El 2 de mayo de 2015 se publicó en el periódico “La Provincia”, de Las Palmas de Gran Canaria, el artículo titulado “Cuentos mágico-alternativos”, escrito por Ricardo Campo Pérez, Doctor en Filosofía y miembro del Aula Cultural de Divulgación Científica. Por su gran interés lo reproducimos más abajo. Se puede descargar el artículo en su formato original en ESTE ENLACE.

Cuentos mágico-alternativos.

Desde hace no pocos años, cualquier chifladura en el terreno de la ciencia puede presentarse con el marchamo de lo alternativo o revolucionario, y lograr así reconocimiento y buen rollo a mansalva. Los medios de comunicación, ahogados por la crisis, parecen necesitar de la presencia frecuente de un supuesto alternativo que sorprenda y atrape a esa porción de consumidores de información que apenas sabe distinguir entre Cervantes y cualquier libraco de autoayuda. O entre un investigador acreditado y un aficionado a lo paranormal con programa radiofónico. Un término usado habitualmente es magia: bajo este paraguas cabe cualquier cosa rara imaginada, presentida, intuida y contada por y para personas que participan de las creencias maravillosas o que las cultivan. No les pidan pruebas de sus afirmaciones: no las necesitan ni les interesan; les basta con sospechar y asentir ante cualquier paranormalista que les confirme sus presunciones. Y si las viejas creencias mágico-paranormales se nos presentan como un terreno explotable turísticamente el delirio queda convertido en algo normal, en una parte más de la cultura. Nos venden, pongo el caso más cercano, que Canarias es un lugar especial, distinto y al mismo tiempo semejante respecto a las creencias y las ocurrencias de cualquier otra parte del mundo. Tenemos aquí las mismas historias y leyendas sin base, los mismos rumores que en los antípodas, la misma clase de majaderos que venden romanticismo y maravillas al peso en las inmediaciones del lago Ness o en las “casas encantadas” que hay en cada ciudad del mundo. 



A veces, cada vez más, estas cosas se cuelan en las universidades, con quienes la farándula del misterio mantiene una relación de amor-odio desde tiempos no inmemoriales, pero sí desde el último tercio del siglo XIX. Una de las más llamativas y recientes ocasiones es la web de un arquitecto llamado Miquel Pérez-Sánchez, subvencionada por el Ministerio de Cultura español.
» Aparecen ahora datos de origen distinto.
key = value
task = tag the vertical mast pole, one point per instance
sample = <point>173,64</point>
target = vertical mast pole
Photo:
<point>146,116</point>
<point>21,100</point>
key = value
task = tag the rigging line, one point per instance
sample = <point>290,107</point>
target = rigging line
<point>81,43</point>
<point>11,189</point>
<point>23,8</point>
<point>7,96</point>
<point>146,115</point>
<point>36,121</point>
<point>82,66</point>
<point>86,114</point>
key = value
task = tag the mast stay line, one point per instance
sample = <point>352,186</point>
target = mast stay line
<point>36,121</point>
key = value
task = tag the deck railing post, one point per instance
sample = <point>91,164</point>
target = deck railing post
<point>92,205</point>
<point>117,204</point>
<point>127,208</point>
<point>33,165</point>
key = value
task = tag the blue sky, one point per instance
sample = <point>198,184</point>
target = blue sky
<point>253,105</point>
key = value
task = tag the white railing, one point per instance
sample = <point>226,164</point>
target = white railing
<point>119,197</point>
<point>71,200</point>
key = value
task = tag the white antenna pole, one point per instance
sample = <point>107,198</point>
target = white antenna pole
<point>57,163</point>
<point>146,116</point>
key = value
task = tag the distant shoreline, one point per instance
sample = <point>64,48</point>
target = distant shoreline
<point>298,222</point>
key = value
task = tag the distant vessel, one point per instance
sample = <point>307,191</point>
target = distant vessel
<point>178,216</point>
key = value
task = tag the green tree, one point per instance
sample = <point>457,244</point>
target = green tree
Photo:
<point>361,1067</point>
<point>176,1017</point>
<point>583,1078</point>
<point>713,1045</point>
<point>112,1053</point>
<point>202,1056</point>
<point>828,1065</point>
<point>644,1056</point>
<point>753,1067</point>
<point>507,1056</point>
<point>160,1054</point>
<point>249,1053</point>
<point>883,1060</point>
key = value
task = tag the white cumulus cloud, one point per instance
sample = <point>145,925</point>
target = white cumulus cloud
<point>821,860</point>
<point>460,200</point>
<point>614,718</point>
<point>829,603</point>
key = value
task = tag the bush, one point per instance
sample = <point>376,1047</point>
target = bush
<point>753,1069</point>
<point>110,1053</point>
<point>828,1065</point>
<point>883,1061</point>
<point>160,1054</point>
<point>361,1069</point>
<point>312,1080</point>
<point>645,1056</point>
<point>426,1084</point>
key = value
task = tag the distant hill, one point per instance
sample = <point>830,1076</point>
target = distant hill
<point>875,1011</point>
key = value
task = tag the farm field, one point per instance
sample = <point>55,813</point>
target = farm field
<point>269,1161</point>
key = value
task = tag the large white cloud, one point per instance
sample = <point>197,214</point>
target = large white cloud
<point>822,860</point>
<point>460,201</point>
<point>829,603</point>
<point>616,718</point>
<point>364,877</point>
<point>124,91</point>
El citado, doctor por la Universidad Politécnica de Cataluña, sostiene que la pirámide de Keops se construyó en conmemoración del primer milenio del diluvio y que estaba originalmente coronada por una esfera. Como señala Luis Alfonso Gámez en Magonia, “Según egiptólogos consultados, no hay nada cierto en lo que dice Miquel Pérez-Sánchez (Mara Castillo Mallén)” y la síntesis que publicó en su día del trabajo “no tiene desperdicio en cuanto a la cantidad de tonterías y sinsentidos que contiene, casi ninguno de los cuales es original, por cierto (José Miguel Parra)”. Merece la pena recordar un caso más basto, sin el glamour de los antiguos egipcios, esos inútiles que necesitaron la ayuda de los alienígenas para construir las pirámides; más de andar por casa. Fue en junio del año pasado, cuando unos empresarios avispados pretendieron montar un espectáculo tipo Anne Germain en el paraninfo de la Universidad de Las Palmas de Gran Canaria. Para que el bodrio, presentado como “III Congreso Nacional del Misterio”, no tuviera lugar, el Aula Cultural de Divulgación Científica de la Universidad de La Laguna (http://www.divulgacioncientifica.org) envió una carta al rector de la ULPG. Afortunadamente, el rector decidió impedir la celebración del acto de promoción del ocultismo en la institución que dirige. Pero el caso de la Universidad de Las Palmas no es único: en La lista de la vergüenza (http://listadelaverguenza.naukas.com) se recogen casi todos los actos de este tipo o semejantes que tienen lugar en instituciones educativas públicas de toda España y colegios de profesionales.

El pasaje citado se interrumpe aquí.